In conclusion, the US Air Force showed, through its efforts to reduce deaths from suicide, that (1) it is possible to reduce the rate of suicide across a period of years using a multifaceted, overlapping, community-based approach, and (2) reductions in suicide rates cannot be simply maintained by virtue of a program's inherent momentum. Programmatic efforts must be continuously supported and monitored to ensure sustained effects. This may mean that many communities and organizations will not easily be able to launch large-scale suicide prevention efforts on a scale comparable to the AFSPP, especially in developing countries.24 We suspect that there may be real limitations on the feasibility of an exact replication of the AFSPP to other settings. Nevertheless, the enduring public health message from 12 years of this program is that suicide rates can be reduced, and that program success requires interventions to be consistently supported, maintained, and monitored for compliance.

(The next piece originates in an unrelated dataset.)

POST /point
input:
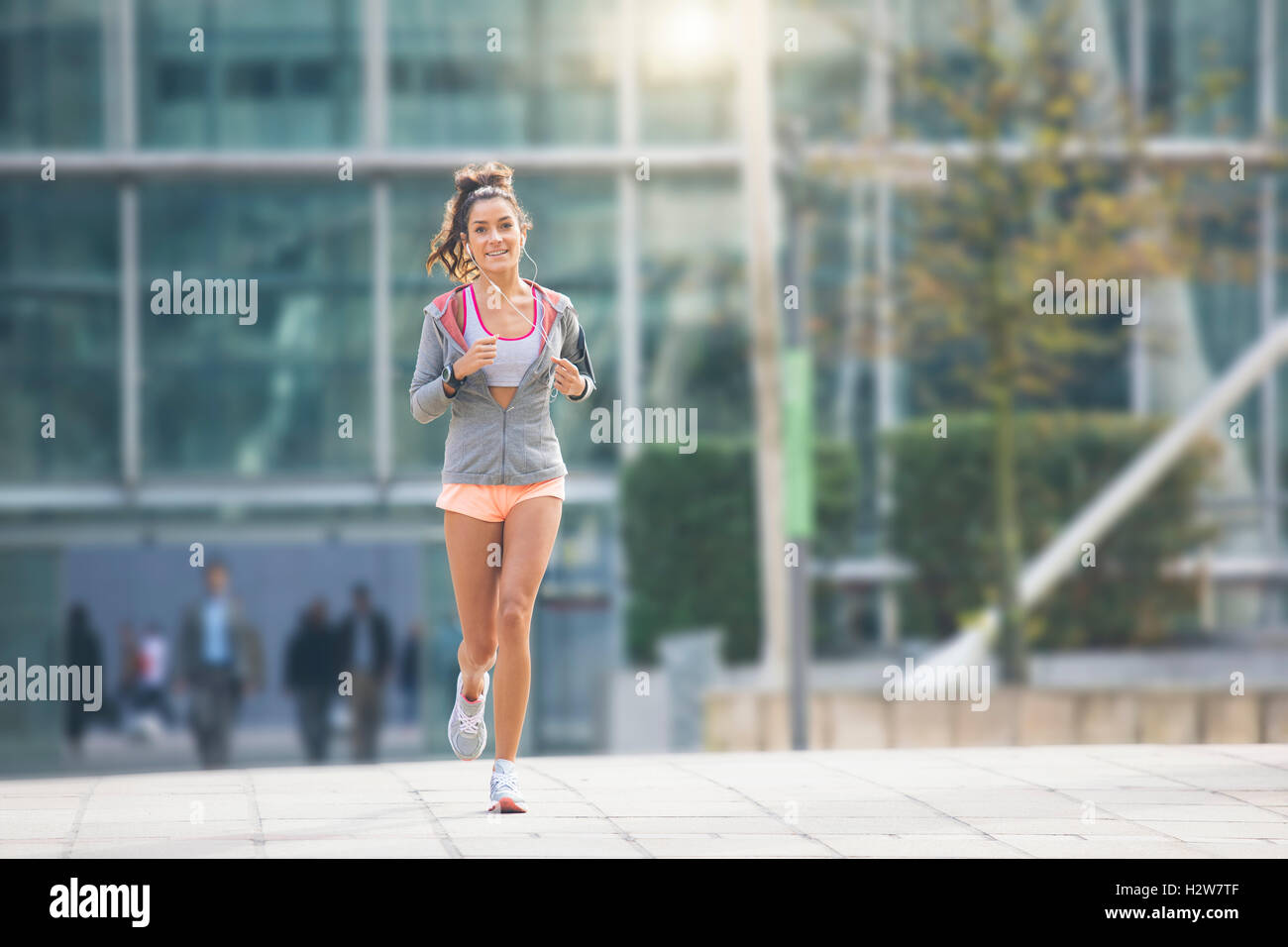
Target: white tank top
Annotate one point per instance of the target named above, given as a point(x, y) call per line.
point(513, 355)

This is a message that all communities and organizations worldwide can embrace while considering how to appropriately structure programs and interventions at a local level.
Acknowledgments
This project was supported by National Institute of Mental Health (grants K01 MH055317, R01 MH075017-01A1, and P20 MH071897).
Note. The funding agency was not involved in the design and conduct of the study; collection, management, analysis, and interpretation of the data; and preparation, review, or approval of the article.
Human Participant Protection
This study received approval from the institutional review board at the University of Rochester and the Wilford Hall institutional review board for the US Air Force.